Thursday, May 19, 2011

A MYSTERIOUS MESSAGE

CHAPTER III


A MYSTERIOUS MESSAGE


“What do you know about this murder?”


Donald sat at the dinner table in Fort Dickey with John Buller
and Pierre Cardepie, his two assistants. A roaring log fire barely
fought off the cold as they ate their caribou steak, beans, bread,
and tea.


“Not much,” replied Buller. “The day after you left, one of the
Indians tore in at midnight with the news. He said that he and his
partner, the murdered man, had been met by Charley Seguis while
running their trap-line, and that Charley had drawn the other aside
in private conversation. Half an hour later, there had been sudden
words, followed by blows, and, before Johnny could defend himself,
Seguis had stabbed him. What they had been talking about the Indian
didn't know, for Charley had hurried off immediately after the
murder.”


“What direction did he take?” asked McTavish.


“The rumor declared that he went north, toward Beaver Lake.”


“Could he give any motive for the deed?”


“No. So far as he knew, Johnny had never seen Charley Seguis before.”


“Well, boys, I'm off in the morning after him. The factor is
particularly keen for having him brought in right away. He also
wants to know what I have done with all the furs that he claims
have disappeared from this district during the last year.” Donald's
tone was contemptuous.


“I didn't know any had disappeared,” said Buller, in amazement.


“Nor me! I tink dat Feetzpatreeck ees gone crazy in hees old age,”
added Cardepie, with a snort.


“Well, whatever it is, he claims the Company has lost twenty thousand
pounds, and that I'm to blame for it,” said Donald.


“There's something wrong here, Mac,” remarked Duller, decisively.
“This isn't all accident, and, if you say so, I'll go with you
to-morrow.”


“It's awfully good of you, John, but I think I'll tackle it alone.”
And McTavish wearily rose from the table.

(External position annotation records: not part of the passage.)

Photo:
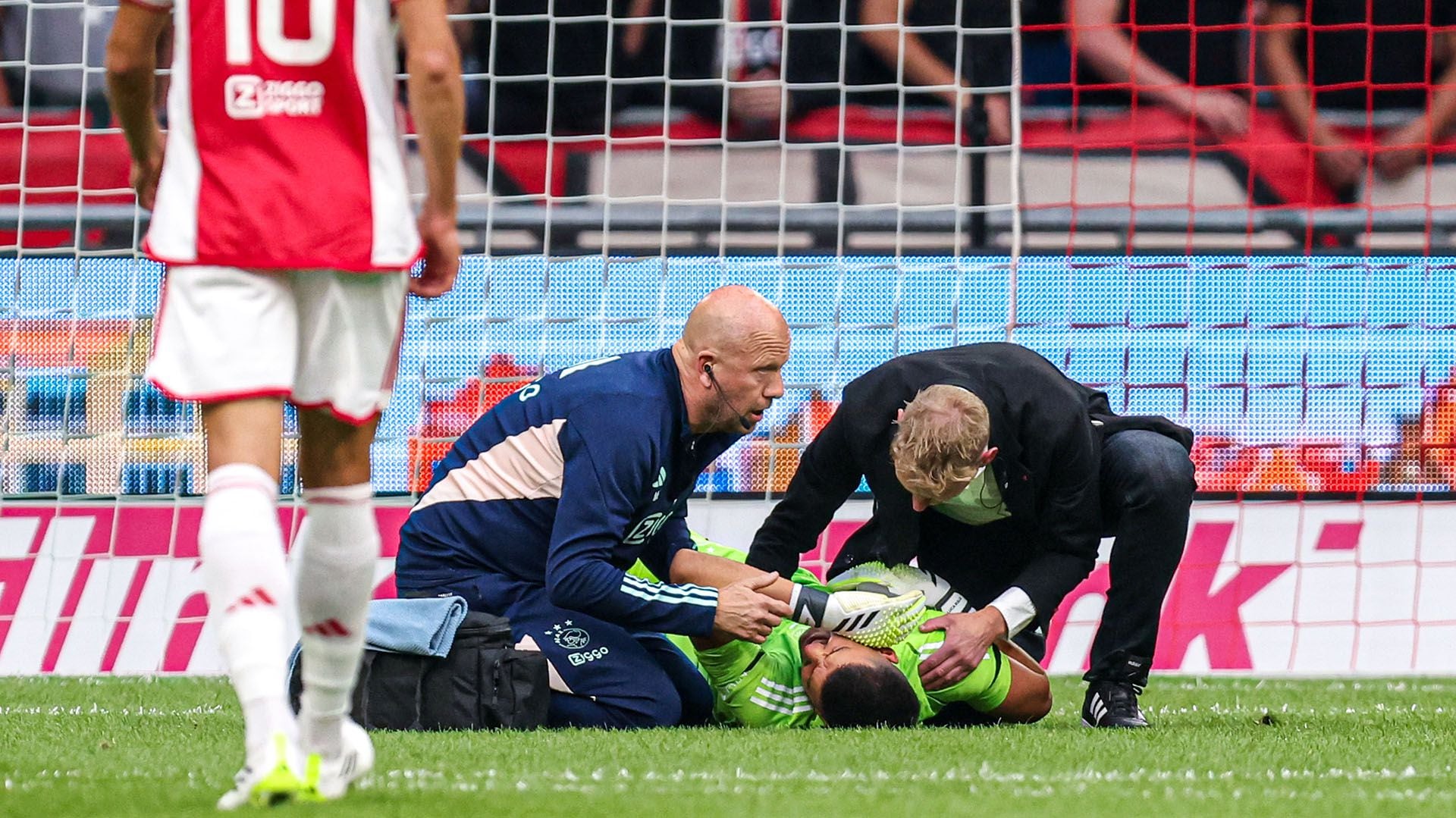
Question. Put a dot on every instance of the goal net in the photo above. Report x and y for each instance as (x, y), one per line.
(1138, 199)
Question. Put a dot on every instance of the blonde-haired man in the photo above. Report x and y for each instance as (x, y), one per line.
(999, 473)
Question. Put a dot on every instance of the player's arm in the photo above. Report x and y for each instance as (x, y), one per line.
(1030, 694)
(131, 66)
(826, 476)
(870, 618)
(437, 105)
(1006, 685)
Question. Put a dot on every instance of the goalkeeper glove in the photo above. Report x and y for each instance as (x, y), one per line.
(864, 616)
(902, 580)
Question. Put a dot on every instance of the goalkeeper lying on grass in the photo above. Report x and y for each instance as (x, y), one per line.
(807, 675)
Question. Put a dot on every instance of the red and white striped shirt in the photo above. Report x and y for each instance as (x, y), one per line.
(283, 150)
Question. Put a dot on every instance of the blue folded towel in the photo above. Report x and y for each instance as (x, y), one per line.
(422, 626)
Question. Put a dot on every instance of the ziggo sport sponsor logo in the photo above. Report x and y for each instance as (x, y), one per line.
(249, 96)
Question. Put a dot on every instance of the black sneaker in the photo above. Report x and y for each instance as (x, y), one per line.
(1112, 705)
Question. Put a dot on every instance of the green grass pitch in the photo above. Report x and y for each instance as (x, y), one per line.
(1219, 747)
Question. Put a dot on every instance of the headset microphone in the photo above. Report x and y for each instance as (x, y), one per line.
(745, 419)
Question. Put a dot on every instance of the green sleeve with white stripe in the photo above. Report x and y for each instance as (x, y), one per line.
(983, 689)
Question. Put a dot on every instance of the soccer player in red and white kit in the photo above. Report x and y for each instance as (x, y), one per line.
(281, 207)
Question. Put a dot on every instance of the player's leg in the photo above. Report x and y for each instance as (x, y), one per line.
(1147, 485)
(224, 338)
(348, 341)
(338, 546)
(689, 683)
(601, 675)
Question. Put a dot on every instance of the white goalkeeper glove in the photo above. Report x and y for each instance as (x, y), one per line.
(865, 616)
(902, 580)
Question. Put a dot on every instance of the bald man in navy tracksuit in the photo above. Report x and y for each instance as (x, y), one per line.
(541, 507)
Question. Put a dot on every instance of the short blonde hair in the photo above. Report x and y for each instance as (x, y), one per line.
(940, 441)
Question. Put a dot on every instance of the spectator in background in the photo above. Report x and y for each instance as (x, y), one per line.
(930, 58)
(1194, 73)
(1370, 67)
(66, 54)
(747, 44)
(574, 36)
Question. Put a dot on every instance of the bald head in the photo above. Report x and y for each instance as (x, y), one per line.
(730, 359)
(733, 318)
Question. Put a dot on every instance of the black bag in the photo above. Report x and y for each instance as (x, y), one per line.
(484, 683)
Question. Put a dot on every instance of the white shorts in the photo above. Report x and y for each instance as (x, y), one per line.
(319, 338)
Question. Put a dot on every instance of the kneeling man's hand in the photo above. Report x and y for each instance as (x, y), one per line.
(746, 613)
(967, 636)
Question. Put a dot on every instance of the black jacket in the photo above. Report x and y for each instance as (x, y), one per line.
(1047, 427)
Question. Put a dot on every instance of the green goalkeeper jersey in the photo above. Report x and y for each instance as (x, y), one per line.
(762, 686)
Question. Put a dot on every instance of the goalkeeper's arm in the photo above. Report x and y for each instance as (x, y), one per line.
(874, 619)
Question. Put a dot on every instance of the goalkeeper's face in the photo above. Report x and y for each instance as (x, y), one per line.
(826, 653)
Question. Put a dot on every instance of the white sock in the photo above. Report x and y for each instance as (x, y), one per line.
(246, 584)
(337, 550)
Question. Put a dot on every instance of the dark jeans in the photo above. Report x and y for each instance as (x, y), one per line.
(1147, 488)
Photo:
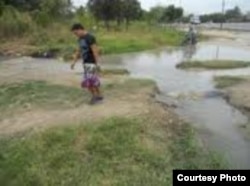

The next morning, he again took the trail, but this time alone. On
his feet were the light moose-webbed snowshoes; from head to heel,
he was clad in white caribou such as the Indian hunters affect,
and on his capote he bore the branching antlers that were left
there as a decoy for the wary animals. With a long whip in one
hand and his rifle held easily in the other, he strode beside the
straining dog-train. In the east, the frost-mist hung low like a
fog. In the south, the sun, which barely showed itself above the
horizon each day, was commencing to engrave faint tree shadows on
the snow. The west was purplish gray, but the north was unrelenting
iron. There was no beaten path to guide him now, and sometimes the
trees were so closely set as barely to permit the passage of the
sledge. On the new snow could be seen the dainty tracks of ermine,
and beside them the cleanly indented marks of a fox. There were
triplicate clusters of impressions, showing where the hare had
passed, and occasionally the huge, splayed imprints of a caribou.
But, though the life of the wild creatures was teeming at this
season, there was no sound in all the leagues of forest, except
the sharp crack of some freezing tree-trunk and the noise of
Donald's own passage.


Late in the afternoon the traveler found the cabin of a white
trapper for which he had started that morning.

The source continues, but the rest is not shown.